Judd felt a sudden wave of affection toward the little fat man. “Did you see who did it?”
“Nope. It was done before I got here. At six o’clock this mornin’ I figured no one was gonna show up any more, so I took a look.” He pointed to the dangling wires. “Your friends are real cute. They rigged a second booby trap so if you lifted the hood all the way, this wire would detonate the dynamite. The same thing would happen if you turned on your ignition. There’s enough stuff here to wipe out half the garage.”
Judd felt suddenly sick to his stomach. Moody looked at him sympathetically. “Cheer up,” he said. “Look at the progress we’ve made. We know two things. First of all, we know you’re not nuts. And secondly”—the smile left his face—”we know that somebody is God Almighty anxious to murder you, Dr. Stevens.”
Chapter Ten
THEY WERE SITTING in the living room of Judd’s apartment, talking, Moody’s enormous body spilling over the large couch. Moody had carefully put the pieces of the already defused bomb in the trunk of his own car.
“Shouldn’t you have left it there so the police could have examined it?” Judd asked.
“I always say that the most confusin’ thing in the world is too much information.”
“But it would have proved to Lieutenant McGreavy that I’ve been telling the truth.”
“Would it?”
Judd saw his point. As far as McGreavy was concerned, Judd could have placed it there himself. Still, it seemed odd to him that a private detective would withhold evidence from the police. He had a feeling that Moody was like an enormous iceberg. Most of the man was concealed under the surface, under that facade of gentle, small-town bumbler. But now, as he listened to Moody talking, he was filled with elation. He was not insane and the world had not suddenly become filled with wild coincidences. There was an assassin on the loose. A flesh-and-blood assassin. And for some reason he had chosen Judd as his target. My God, thought Judd, how easily our egos can be destroyed. A few minutes ago he had been ready to believe that he was paranoiac. He owed Moody an incalculable debt.
“…You’re the doctor,” Moody was saying. “I’m just an old gumshoe. I always say when you want honey, go to a beehive.”

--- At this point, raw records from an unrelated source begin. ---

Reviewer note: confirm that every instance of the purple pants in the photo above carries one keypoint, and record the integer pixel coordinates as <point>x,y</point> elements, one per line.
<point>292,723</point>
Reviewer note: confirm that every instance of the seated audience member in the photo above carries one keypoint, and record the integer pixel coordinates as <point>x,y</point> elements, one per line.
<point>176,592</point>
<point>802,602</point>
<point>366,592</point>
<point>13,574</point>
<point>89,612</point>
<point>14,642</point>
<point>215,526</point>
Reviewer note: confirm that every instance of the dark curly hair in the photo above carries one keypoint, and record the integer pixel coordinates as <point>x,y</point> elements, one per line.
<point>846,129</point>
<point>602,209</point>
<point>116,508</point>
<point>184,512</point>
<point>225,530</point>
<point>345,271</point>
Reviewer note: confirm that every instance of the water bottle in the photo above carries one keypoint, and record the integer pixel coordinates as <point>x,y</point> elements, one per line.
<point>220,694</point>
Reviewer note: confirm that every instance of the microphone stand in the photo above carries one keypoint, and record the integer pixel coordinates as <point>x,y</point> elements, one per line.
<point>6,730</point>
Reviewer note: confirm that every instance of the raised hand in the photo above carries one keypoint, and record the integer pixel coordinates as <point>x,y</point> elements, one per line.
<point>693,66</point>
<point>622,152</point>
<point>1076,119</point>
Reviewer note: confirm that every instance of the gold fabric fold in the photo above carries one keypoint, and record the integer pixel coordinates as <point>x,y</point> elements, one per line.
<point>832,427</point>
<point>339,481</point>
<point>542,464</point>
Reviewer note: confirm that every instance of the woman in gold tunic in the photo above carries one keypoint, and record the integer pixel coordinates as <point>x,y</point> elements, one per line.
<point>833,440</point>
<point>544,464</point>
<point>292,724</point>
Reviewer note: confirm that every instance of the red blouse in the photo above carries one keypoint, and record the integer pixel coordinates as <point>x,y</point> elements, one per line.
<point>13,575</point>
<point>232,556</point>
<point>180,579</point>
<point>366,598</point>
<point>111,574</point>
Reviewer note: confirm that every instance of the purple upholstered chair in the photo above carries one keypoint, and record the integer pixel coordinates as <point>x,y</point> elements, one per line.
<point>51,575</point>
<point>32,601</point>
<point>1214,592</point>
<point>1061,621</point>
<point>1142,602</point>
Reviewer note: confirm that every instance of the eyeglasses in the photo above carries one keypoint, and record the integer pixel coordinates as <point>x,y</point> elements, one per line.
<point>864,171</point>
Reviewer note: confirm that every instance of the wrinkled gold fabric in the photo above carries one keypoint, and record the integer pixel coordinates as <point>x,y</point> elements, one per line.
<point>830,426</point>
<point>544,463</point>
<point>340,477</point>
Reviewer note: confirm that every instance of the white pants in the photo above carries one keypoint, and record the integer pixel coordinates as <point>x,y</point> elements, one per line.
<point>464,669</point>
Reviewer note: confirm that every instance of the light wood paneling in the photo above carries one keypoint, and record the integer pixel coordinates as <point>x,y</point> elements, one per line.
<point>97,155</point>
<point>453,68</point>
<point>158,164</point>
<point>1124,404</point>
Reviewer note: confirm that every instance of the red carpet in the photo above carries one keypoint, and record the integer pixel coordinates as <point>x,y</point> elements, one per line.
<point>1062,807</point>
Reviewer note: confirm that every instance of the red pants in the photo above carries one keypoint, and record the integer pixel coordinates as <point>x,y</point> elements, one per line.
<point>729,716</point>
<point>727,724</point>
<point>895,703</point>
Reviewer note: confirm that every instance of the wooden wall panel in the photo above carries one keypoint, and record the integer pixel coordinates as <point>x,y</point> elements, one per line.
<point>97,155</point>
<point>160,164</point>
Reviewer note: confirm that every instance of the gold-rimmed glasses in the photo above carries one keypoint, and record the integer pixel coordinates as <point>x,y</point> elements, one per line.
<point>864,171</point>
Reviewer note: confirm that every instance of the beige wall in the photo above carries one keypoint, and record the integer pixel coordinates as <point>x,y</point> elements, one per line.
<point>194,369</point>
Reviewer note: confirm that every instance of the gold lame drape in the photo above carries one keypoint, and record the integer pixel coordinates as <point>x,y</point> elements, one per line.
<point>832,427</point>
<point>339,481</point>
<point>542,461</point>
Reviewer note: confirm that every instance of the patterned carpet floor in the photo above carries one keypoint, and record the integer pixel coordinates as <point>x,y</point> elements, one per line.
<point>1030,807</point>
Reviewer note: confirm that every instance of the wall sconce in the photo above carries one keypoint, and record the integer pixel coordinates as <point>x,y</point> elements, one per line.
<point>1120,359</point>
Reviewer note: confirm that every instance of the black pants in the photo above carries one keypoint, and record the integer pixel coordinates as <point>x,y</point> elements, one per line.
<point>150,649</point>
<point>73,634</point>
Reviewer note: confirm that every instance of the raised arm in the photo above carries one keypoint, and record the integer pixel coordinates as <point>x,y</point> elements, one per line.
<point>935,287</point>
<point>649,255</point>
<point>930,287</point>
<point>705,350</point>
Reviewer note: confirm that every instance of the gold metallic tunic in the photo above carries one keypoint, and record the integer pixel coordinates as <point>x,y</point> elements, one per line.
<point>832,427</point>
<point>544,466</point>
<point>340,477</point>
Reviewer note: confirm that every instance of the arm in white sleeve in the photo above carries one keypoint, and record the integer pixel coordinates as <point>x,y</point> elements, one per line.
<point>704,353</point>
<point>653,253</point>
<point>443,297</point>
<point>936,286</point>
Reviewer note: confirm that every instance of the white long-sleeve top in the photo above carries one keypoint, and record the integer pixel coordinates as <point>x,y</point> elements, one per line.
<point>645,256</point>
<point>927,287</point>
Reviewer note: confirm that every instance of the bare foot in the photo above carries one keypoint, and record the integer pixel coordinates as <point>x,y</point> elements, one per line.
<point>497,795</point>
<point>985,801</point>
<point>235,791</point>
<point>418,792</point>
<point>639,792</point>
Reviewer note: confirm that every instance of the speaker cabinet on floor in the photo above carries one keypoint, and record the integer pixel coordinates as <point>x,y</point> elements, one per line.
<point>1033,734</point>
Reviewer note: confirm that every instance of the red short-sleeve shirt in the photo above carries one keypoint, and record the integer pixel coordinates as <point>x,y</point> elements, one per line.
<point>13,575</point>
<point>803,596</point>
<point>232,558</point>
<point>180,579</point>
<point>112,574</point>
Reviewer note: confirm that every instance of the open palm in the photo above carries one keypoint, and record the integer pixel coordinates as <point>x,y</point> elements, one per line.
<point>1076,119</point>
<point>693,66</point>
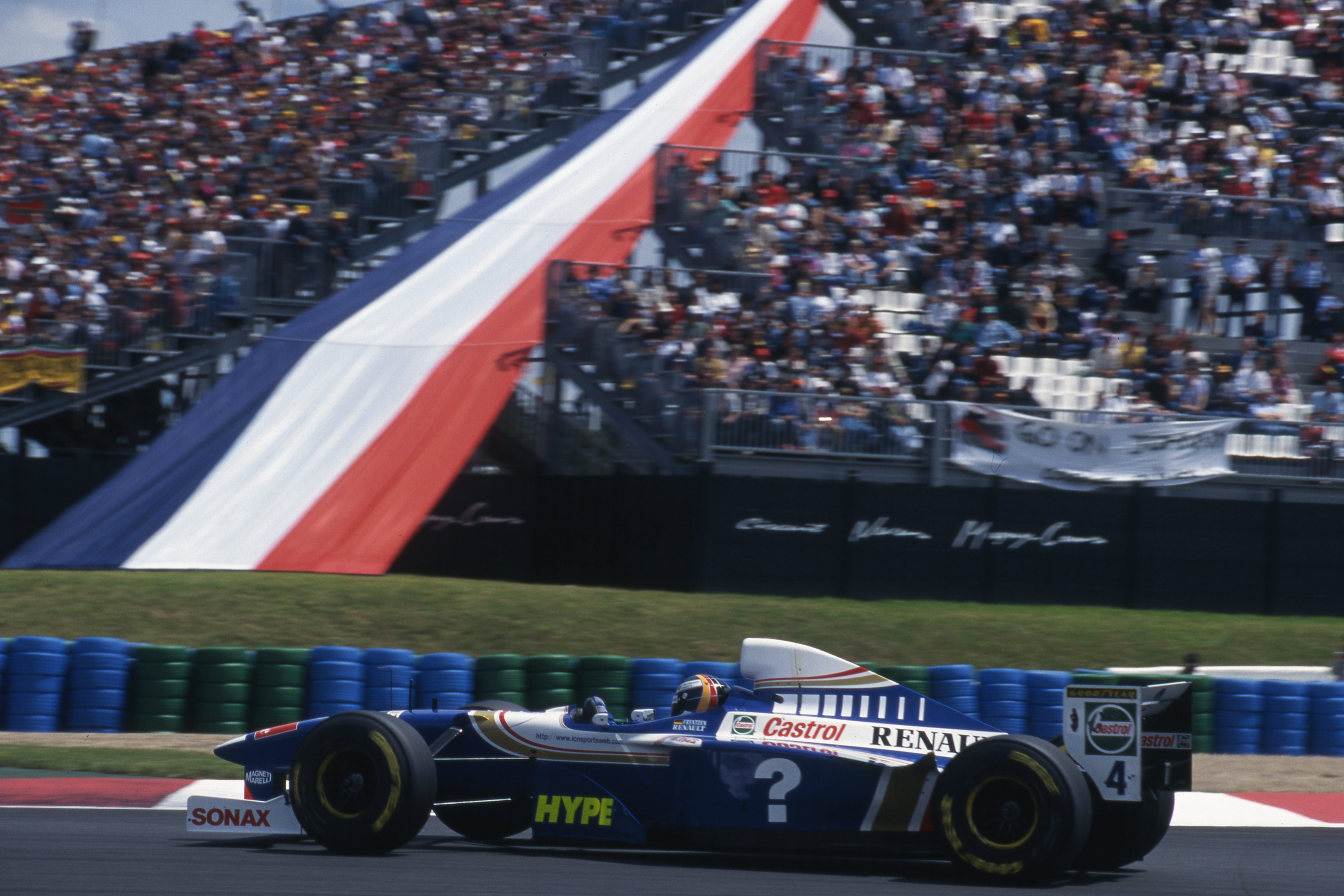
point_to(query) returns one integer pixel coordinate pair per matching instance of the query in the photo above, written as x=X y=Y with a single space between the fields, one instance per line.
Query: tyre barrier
x=388 y=679
x=955 y=686
x=1238 y=715
x=221 y=690
x=550 y=680
x=609 y=678
x=502 y=676
x=1003 y=699
x=1046 y=702
x=1285 y=729
x=97 y=684
x=335 y=682
x=108 y=686
x=913 y=678
x=279 y=691
x=35 y=674
x=1327 y=719
x=161 y=688
x=445 y=682
x=654 y=683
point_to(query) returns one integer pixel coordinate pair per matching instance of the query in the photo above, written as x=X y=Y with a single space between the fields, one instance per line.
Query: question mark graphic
x=789 y=778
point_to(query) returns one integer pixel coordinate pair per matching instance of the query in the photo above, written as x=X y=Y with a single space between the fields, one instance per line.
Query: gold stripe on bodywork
x=905 y=797
x=487 y=723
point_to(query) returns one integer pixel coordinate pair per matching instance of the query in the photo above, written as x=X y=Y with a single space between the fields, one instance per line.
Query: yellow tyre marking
x=322 y=792
x=967 y=856
x=397 y=780
x=971 y=821
x=1037 y=768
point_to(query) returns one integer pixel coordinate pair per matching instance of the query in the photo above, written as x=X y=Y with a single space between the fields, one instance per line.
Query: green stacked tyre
x=221 y=691
x=279 y=694
x=913 y=678
x=161 y=686
x=607 y=678
x=1202 y=722
x=502 y=676
x=1096 y=679
x=550 y=682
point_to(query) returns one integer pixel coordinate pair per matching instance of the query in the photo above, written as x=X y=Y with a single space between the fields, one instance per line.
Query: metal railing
x=1214 y=214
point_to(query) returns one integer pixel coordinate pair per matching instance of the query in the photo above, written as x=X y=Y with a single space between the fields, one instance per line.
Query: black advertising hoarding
x=773 y=536
x=1202 y=555
x=806 y=538
x=902 y=541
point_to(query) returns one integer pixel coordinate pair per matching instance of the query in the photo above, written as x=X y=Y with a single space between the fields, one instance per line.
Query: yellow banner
x=56 y=369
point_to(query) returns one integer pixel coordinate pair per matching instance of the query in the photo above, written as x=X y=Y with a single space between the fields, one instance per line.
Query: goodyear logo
x=574 y=811
x=1111 y=730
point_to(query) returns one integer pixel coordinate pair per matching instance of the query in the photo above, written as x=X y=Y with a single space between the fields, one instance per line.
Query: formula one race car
x=820 y=756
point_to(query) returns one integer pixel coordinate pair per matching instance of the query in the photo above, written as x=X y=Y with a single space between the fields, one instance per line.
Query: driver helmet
x=700 y=694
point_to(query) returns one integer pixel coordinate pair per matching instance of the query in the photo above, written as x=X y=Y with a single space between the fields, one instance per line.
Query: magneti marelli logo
x=1111 y=729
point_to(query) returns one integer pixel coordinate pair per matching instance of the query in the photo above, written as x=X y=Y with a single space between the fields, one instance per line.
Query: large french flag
x=326 y=449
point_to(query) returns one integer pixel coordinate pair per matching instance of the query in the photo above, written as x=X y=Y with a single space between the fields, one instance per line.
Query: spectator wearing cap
x=1113 y=261
x=1328 y=404
x=1242 y=272
x=996 y=334
x=1147 y=288
x=1205 y=268
x=1312 y=280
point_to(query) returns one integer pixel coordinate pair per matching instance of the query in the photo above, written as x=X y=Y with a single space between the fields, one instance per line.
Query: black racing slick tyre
x=1013 y=809
x=1124 y=833
x=364 y=782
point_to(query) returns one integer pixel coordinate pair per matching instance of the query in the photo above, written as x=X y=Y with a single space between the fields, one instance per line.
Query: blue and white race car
x=820 y=756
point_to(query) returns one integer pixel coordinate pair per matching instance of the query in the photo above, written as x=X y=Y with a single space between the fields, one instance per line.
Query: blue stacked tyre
x=445 y=680
x=1238 y=717
x=1287 y=729
x=35 y=675
x=97 y=686
x=654 y=683
x=955 y=687
x=335 y=682
x=1003 y=699
x=1046 y=703
x=388 y=679
x=1327 y=719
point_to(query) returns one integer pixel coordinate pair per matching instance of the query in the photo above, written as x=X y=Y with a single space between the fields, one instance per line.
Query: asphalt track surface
x=100 y=851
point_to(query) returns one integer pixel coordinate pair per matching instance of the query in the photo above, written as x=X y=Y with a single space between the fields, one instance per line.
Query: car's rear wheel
x=364 y=782
x=1013 y=809
x=1124 y=833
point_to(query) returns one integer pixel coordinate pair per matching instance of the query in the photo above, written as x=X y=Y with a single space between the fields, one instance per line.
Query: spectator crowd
x=128 y=175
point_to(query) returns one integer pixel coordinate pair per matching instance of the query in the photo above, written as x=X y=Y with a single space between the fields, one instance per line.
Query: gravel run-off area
x=1213 y=773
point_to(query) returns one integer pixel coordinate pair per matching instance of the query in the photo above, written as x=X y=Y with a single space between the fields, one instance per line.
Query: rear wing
x=1131 y=738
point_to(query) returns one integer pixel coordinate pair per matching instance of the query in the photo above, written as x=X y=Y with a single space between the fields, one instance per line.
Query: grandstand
x=1039 y=209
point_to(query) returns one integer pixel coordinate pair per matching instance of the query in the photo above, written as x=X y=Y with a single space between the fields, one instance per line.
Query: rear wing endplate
x=1131 y=738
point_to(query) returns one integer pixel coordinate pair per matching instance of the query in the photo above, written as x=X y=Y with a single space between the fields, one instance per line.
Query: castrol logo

Judd was beginning to understand Moody’s jargon. “You want my opinion about the kind of man, or men, we’re looking for.”
“That’s it,” beamed Moody. “Are we dealin’ with some homicidal maniac who broke out of a loony bin”—
Mental institution, Judd thought automatically.
—“or have we got somethin’ deeper goin’ here?”
“Something deeper,” said Judd instantly.
“What makes you think so, Doc?”
“First of all, two men broke into my office last night. I might swallow the theory of one lunatic, but two lunatics working together is too much.”
Moody nodded approvingly. “Gotcha. Go on.”
“Secondly, a deranged mind may have an obsession, but it works in a definite pattern. I don’t know why John Hanson and Carol Roberts were killed, but unless I’m wrong, I’m scheduled to be the third and last victim.”
“What makes you think you’re the last?” asked Moody curiously.
“Because,” replied Judd, “if there were going to be other murders, then the first time they failed to kill me, they would have gone on to get whoever else was on their list. But instead of that, they’ve been concentrating on trying to kill me.”
“You know,” said Moody approvingly, “you have the natural born makin’s of a detective.”
Judd was frowning. “There are several things that make no sense.”
“Such as?”
“First, the motive,” said Judd. “I don’t know anyone who—”
“We’ll come back to that. What else?”
“If someone really was that anxious to kill me, when the car knocked me down, all the driver had to do was to back up and run over me. I was unconscious.”